As expected, the overall figure is a 23% increase in Enbridge profits thanks to both higher prices and a recovery in volumes. Enbridge shares transported 2.6 million barrels per day (b / d) on its Mainline, up 4.6% from the same quarter last year.

Enbridge reported adjusted earnings of $ 1.2 billion, up from $ 961 million in the same quarter last year. On a per share basis, Enbridge increased its EPS from $ 0.48 last year to $ 0.59 this year.

In addition to net income, Enbridge also released other very impressive figures. Its adjusted EBITDA reached $ 3.3 billion in the quarter, up from $ 3 billion in the same period last year. Its distributable cash flow per share also increased to $ 1.13 from $ 1.03 a year ago.

In addition to these impressive numbers, Enbridge shares also briefed investors on some key developments this quarter.

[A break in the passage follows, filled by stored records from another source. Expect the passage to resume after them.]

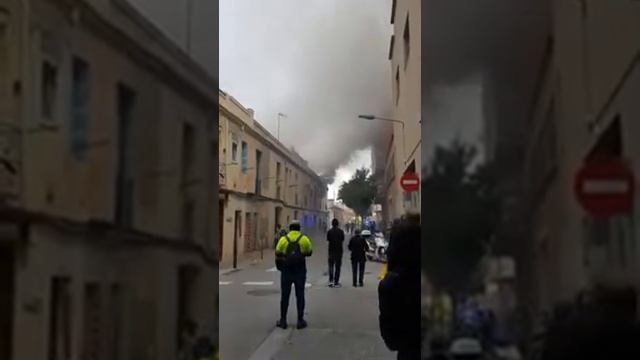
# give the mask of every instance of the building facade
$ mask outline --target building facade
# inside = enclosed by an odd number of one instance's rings
[[[221,266],[272,249],[278,225],[298,220],[309,234],[324,230],[326,181],[223,91],[219,114]]]
[[[640,288],[640,218],[596,219],[572,191],[596,156],[640,169],[640,6],[554,1],[553,27],[528,125],[527,192],[536,313],[594,285]],[[614,40],[615,39],[615,40]],[[636,192],[634,204],[638,204]],[[637,207],[637,205],[636,205]]]
[[[344,229],[347,223],[356,223],[356,213],[347,207],[345,204],[335,200],[328,201],[329,216],[327,217],[327,224],[331,226],[331,221],[337,219],[340,223],[340,227]]]
[[[0,358],[216,341],[216,88],[124,0],[0,1]]]
[[[393,35],[389,45],[393,86],[393,127],[379,142],[377,166],[384,169],[383,197],[387,222],[407,211],[420,211],[420,191],[406,193],[400,178],[407,171],[420,174],[421,164],[421,1],[394,0]]]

With the replacement of Enbridge’s Line 3 now in service and the company’s acquisition of a major North American crude export facility located in Texas, which significantly advanced its export strategy to the coast Gulf of United States, the stock is performing well.

In addition, he also indicated that the construction of his three offshore wind projects in France is progressing as planned and is expected to combine for 1.4 gigawatts of green power generation capacity. And in keeping with green energy, the energy giant also recently announced a partnership with Vanguard Renewables to build eight renewable natural gas facilities along Enbridge’s massive gas transmission system in the United States. United.

So what?

Investors and analysts weren’t expecting a major recovery from Enbridge, in large part because the stock has such a resilient business model and wasn’t so badly affected by the pandemic in the first place. Nevertheless, these results are impressive and show that the company is progressing well and is looking to the future with its many growth plans.

It is also positive that Enbridge has reaffirmed its guidance for 2021. Enbridge expects to achieve EBITDA between $ 13.9 billion and $ 14.3 billion. Additionally, she expects to earn distributable cash flow per share between $ 4.70 and $ 5.00.

So overall it was another impressive quarter for blue chip stocks. And while these strong earnings are not surprising, they are a reminder of how high quality Enbridge is for long-term investors.

Now what?

Since the start of the year, Enbridge has already provided investors with a total return of over 35%. That’s a considerable amount for a company with a market capitalization north of $ 100 billion. However, after reporting a 23% increase in earnings and several high potential growth initiatives, Enbridge shares continue to look like one of the best investments you can buy in the long term.

The dividend aristocrat has now increased his payout every year for over a quarter of a century. In addition, the stock is returning an impressive 6.4% today.

So if you are looking for high quality stocks that you can be sure you own for the long haul, Enbridge is one of the best in Canada.